セシリアは老婆のそばによると、膝をついてばば様と楽しそうに話した。クロウも本を一旦棚に戻し、アイテムボックスから質素な椅子と取り出して、セシリアに座るように促す。彼女はありがと、とだけ言って、目の前の老婆と他愛無い話を続けた。長くなりそうだったので、クロウは空気を読んで本屋の外で待つことにした。数時間後、セシリアが話を終え、本屋から出てきた。クロウを見つけると、駆け寄ってきて、待っててくれてありがとうとだけ言った。それからは特に話すことはなく、ゆっくりと沈む日を横に、二人は歩幅を揃えて散歩するだけだった。長い、長い散歩を終え、宮殿の裏口の近くにあるベンチで、セシリアはクロウにここで座らないかと言った。

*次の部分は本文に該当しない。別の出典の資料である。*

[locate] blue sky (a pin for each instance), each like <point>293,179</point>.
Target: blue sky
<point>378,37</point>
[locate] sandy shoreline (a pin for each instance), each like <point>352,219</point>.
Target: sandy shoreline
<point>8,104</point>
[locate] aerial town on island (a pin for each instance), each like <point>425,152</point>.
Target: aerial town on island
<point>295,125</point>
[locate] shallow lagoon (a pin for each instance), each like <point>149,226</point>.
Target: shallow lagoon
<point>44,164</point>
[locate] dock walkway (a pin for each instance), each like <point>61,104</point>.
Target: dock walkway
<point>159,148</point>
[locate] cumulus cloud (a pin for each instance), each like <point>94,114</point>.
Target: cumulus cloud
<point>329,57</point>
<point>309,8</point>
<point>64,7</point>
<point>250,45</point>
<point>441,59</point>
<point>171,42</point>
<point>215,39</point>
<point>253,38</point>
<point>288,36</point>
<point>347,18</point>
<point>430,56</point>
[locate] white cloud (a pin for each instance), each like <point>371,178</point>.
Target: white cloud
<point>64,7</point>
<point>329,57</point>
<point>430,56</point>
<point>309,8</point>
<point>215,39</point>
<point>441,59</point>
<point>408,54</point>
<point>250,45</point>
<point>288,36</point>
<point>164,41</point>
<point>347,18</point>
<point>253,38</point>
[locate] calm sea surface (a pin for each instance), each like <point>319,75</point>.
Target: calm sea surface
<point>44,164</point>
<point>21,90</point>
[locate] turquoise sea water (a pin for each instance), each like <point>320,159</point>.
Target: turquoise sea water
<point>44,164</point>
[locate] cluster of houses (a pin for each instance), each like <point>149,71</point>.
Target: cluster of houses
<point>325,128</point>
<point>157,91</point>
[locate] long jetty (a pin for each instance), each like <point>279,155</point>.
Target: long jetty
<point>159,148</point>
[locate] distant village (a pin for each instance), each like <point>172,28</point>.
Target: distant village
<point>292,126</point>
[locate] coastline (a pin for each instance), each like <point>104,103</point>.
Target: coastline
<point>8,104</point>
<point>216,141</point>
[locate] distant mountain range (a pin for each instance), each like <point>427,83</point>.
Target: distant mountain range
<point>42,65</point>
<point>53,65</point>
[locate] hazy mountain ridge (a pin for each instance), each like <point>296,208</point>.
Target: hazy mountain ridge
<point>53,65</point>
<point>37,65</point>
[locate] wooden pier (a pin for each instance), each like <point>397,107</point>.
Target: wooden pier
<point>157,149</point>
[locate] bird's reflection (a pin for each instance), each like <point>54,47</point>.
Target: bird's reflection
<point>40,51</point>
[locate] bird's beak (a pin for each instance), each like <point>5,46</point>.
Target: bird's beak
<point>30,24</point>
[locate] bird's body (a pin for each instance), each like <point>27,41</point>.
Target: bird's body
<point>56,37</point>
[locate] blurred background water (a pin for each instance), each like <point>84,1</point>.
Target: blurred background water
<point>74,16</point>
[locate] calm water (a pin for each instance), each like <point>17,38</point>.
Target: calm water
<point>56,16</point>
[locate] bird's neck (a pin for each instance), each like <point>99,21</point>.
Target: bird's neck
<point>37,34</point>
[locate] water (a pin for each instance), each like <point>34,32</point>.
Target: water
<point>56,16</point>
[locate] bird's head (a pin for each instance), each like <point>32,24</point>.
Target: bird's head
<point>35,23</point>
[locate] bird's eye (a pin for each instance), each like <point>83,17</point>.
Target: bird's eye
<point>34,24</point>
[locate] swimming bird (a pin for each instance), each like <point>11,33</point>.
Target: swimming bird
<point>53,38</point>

大人しく二人は座ると、セシリアはゆっくりと話し出した。


「私ね、結婚するの」

「!?」


本日二度目の驚愕、普通、王女の結婚ともなれば、あらかじめ国を挙げて王国総出で祝うはずなのに、なぜ誰も知らないか。


「前に、新大陸の聖王国が攻め込んできた事件があっただろう?あれから聖王国にずっと責任を問われていてな」


クロウも覚えている。確か去年の緊急クエストか何かだったはず。クロウの衛星兵器のいい実験台になった。

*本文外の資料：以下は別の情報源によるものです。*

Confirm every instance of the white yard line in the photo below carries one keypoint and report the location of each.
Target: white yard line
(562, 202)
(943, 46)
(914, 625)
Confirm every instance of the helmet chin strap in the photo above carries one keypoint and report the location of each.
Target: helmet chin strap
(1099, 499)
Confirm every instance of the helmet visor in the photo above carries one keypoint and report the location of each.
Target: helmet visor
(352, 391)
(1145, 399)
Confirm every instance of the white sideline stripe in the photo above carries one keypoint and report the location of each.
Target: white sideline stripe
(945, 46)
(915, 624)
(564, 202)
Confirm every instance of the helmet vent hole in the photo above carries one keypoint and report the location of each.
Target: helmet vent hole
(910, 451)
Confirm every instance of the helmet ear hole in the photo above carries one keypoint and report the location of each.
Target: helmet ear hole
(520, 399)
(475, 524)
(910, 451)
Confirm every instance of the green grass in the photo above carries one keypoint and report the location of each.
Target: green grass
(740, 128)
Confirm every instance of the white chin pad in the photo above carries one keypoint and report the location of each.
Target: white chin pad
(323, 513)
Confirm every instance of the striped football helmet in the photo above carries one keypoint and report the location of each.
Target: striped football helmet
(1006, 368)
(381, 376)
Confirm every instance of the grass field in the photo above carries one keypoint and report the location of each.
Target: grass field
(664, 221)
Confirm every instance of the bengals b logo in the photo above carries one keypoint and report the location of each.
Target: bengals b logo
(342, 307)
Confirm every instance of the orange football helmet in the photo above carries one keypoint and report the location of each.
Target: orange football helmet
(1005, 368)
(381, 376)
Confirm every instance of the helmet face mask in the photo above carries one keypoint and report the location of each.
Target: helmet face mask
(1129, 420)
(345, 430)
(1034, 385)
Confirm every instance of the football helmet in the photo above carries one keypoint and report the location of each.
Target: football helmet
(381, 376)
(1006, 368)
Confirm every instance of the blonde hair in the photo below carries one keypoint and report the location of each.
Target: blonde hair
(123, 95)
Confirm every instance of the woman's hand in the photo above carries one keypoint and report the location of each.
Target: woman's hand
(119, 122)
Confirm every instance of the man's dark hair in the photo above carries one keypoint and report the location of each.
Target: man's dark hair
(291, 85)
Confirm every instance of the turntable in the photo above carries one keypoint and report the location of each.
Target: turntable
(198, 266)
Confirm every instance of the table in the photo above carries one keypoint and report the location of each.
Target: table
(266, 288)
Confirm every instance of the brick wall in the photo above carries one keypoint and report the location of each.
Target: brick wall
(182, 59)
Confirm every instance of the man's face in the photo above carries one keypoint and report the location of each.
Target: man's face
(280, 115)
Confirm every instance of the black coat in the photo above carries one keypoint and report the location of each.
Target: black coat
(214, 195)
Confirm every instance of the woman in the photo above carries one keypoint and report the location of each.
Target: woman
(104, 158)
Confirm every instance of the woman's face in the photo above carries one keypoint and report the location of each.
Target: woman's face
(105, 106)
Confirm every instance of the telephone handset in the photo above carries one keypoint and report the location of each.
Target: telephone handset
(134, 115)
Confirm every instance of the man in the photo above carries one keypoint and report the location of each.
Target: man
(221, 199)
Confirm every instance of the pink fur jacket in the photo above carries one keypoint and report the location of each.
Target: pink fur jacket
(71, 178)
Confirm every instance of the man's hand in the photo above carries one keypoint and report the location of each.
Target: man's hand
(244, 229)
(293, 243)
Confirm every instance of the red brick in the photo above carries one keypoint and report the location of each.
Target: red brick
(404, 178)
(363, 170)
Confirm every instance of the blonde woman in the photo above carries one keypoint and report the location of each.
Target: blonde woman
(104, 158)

「今の西部王国には王女がいないし、代わりに参戦していた私が舞台に押し出されたんだ。北帝ベルアルと東部幕府は無関心だし、和解案が見つからず、西部も聖王国も私が嫁ぐことでの和解に同意した」


なんとも胸糞の悪い話だった。西部王国で聖女は殺されたのだから、西部王国の人間が責任を取るべきなのに、なぜ全てセシリアに押し付けるのか。

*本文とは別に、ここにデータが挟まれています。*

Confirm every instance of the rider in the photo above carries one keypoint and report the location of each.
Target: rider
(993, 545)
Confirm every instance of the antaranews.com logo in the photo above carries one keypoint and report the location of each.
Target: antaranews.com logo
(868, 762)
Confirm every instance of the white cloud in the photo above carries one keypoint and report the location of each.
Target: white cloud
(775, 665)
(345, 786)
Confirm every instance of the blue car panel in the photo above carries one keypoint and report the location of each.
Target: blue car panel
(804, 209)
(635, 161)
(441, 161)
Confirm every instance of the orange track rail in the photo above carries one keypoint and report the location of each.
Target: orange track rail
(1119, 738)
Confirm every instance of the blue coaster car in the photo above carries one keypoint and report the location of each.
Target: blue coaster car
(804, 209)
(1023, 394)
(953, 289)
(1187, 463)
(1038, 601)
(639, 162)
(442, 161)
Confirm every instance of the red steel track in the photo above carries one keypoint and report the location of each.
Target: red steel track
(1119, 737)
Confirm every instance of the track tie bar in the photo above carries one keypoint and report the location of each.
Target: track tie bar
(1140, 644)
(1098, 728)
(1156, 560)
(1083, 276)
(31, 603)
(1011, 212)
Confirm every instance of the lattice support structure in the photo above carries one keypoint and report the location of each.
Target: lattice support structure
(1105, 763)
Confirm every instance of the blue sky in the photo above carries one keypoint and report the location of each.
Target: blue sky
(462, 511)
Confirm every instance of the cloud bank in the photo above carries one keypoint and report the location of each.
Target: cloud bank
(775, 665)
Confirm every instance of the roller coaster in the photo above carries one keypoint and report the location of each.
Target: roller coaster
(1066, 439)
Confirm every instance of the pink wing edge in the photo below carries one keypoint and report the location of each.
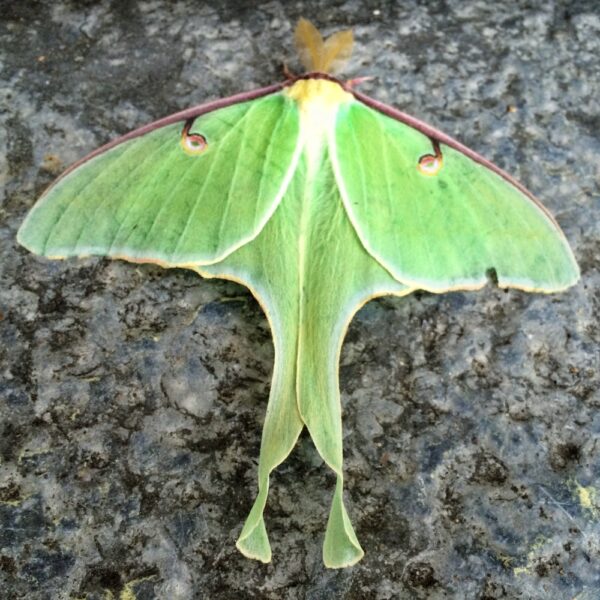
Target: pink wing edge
(431, 132)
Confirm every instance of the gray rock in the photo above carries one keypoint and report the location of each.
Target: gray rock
(132, 398)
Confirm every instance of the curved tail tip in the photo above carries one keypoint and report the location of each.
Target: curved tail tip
(255, 543)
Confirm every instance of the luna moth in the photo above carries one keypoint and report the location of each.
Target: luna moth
(317, 198)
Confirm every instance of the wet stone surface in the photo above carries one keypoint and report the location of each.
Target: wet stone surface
(132, 398)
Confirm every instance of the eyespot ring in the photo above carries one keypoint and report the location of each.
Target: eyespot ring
(192, 143)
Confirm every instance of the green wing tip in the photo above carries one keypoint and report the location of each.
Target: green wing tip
(340, 547)
(255, 543)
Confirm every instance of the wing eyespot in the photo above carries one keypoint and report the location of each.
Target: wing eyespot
(430, 164)
(192, 143)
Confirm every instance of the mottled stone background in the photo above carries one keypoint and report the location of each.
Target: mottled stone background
(132, 398)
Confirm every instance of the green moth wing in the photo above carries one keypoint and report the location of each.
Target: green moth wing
(189, 191)
(318, 199)
(437, 215)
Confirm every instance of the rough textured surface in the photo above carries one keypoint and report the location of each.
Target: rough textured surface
(131, 398)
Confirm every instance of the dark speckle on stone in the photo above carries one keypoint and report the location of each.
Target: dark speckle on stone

「当初は、私は南部西部ともに一撃で一軍隊を滅ぼす魔法なんて使えない、おそらくプレイヤーの仕業だと言って、潔白を証明しようとしたが、彼らはただ、国が欲しいだけで、理由なんてどうでもよかった」


うーん、10割クロウのせいだが、なんとか西部王国になすりつけたくて西部王国の領土で派手にやったのに、なんでセシリアのせいになったのか、政治の才能がないクロウにはわからなかった。


「だから最後にクロウ、あなたと遊べて楽しかったよ」


セシリアはそういうと、零れた涙を拭きながら、ベンチから立ち上がり、宮殿の裏口へと歩き出した。

彼女は泣きそうな顔で、笑いながら、バイバイとだけ言うと、大きな宮殿に吸い込まれるように消えた。